Mogelijke validatiesubstates zijn:

  • Mislukt: validatie is mislukt.
  • Geslaagd: validatie is geslaagd.
  • Waarschuwing: validatie bevindt zich in Waarschuwing. Waarschuwingen zijn informatieve berichten die u moet onthouden tijdens het plannen van de migratie.

De migratie annuleren met behulp van de portal

U kunt lopende validaties of migraties annuleren. De werkstroom moet de status InProgress hebben om te worden geannuleerd. U kunt een validatie of migratie die de status Geslaagd of Mislukt heeft niet annuleren.

  • Als u een validatie annuleert, wordt verdere validatieactiviteit gestopt en wordt de validatie verplaatst naar de status Geannuleerd.
  • Als u een migratie annuleert, wordt verdere migratieactiviteit op uw doelserver gestopt en wordt de status Geannuleerd . Met de actie Annuleren worden alle wijzigingen die door de migratieservice op uw doelserver zijn aangebracht, teruggedraaid.

Na de migratie

Nadat u de databases hebt voltooid, moet u de gegevens tussen de bron en het doel handmatig valideren en controleren of alle objecten in de doeldatabase zijn gemaakt.

Na de migratie kunt u de volgende taken uitvoeren:

  • Controleer de gegevens op uw flexibele server en zorg ervoor dat dit een exacte kopie is van het bronexemplaar.

  • Schakel na verificatie de optie voor hoge beschikbaarheid in op uw flexibele server indien nodig.

  • Wijzig de SKU van de flexibele server zodat deze overeenkomt met de toepassingsbehoeften.
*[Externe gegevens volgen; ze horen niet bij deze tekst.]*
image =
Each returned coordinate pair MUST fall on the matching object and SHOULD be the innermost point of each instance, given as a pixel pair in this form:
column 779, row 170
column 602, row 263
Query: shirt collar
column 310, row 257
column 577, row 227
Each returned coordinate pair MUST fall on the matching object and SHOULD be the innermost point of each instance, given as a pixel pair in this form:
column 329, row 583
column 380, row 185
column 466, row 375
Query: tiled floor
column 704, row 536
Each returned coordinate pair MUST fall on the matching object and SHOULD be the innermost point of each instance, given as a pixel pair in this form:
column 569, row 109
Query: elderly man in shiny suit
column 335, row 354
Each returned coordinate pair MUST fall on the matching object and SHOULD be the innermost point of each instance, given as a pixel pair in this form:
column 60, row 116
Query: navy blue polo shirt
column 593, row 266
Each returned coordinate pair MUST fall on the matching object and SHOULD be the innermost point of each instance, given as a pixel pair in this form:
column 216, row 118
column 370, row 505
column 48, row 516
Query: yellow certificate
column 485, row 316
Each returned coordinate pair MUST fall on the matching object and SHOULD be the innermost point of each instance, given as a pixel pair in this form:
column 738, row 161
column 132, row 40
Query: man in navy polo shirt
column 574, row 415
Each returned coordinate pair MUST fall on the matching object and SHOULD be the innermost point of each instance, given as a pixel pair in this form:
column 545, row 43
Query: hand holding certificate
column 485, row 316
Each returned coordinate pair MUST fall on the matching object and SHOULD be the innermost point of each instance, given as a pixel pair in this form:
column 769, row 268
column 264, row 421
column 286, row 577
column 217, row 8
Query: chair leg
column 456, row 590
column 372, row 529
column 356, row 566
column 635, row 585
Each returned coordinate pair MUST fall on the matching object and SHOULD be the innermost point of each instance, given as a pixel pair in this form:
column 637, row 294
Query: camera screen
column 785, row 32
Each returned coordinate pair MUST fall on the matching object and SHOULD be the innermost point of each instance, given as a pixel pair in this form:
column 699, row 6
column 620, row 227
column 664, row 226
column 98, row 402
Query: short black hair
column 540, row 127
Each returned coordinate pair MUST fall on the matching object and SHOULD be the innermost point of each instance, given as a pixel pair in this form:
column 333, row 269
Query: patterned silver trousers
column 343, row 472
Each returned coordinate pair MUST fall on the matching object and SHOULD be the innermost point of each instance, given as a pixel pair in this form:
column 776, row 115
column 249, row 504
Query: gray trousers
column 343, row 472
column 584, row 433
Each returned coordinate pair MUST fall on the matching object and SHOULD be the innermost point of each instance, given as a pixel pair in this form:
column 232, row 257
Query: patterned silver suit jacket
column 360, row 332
Voor deze wijziging moet de databaseserver opnieuw worden opgestart.

  • Als u serverparameters wijzigt van de standaardwaarden in het bronexemplaar, kopieert u die serverparameterwaarden in de flexibele server.

  • Kopieer andere serverinstellingen, zoals tags, waarschuwingen en firewallregels (indien van toepassing) van het bronexemplaar naar de flexibele server.

  • Breng wijzigingen aan in uw toepassing om de verbindingsreeks s te laten verwijzen naar een flexibele server.

  • Bewaak de prestaties van de database nauwkeurig om te zien of er prestatieafstemming nodig is.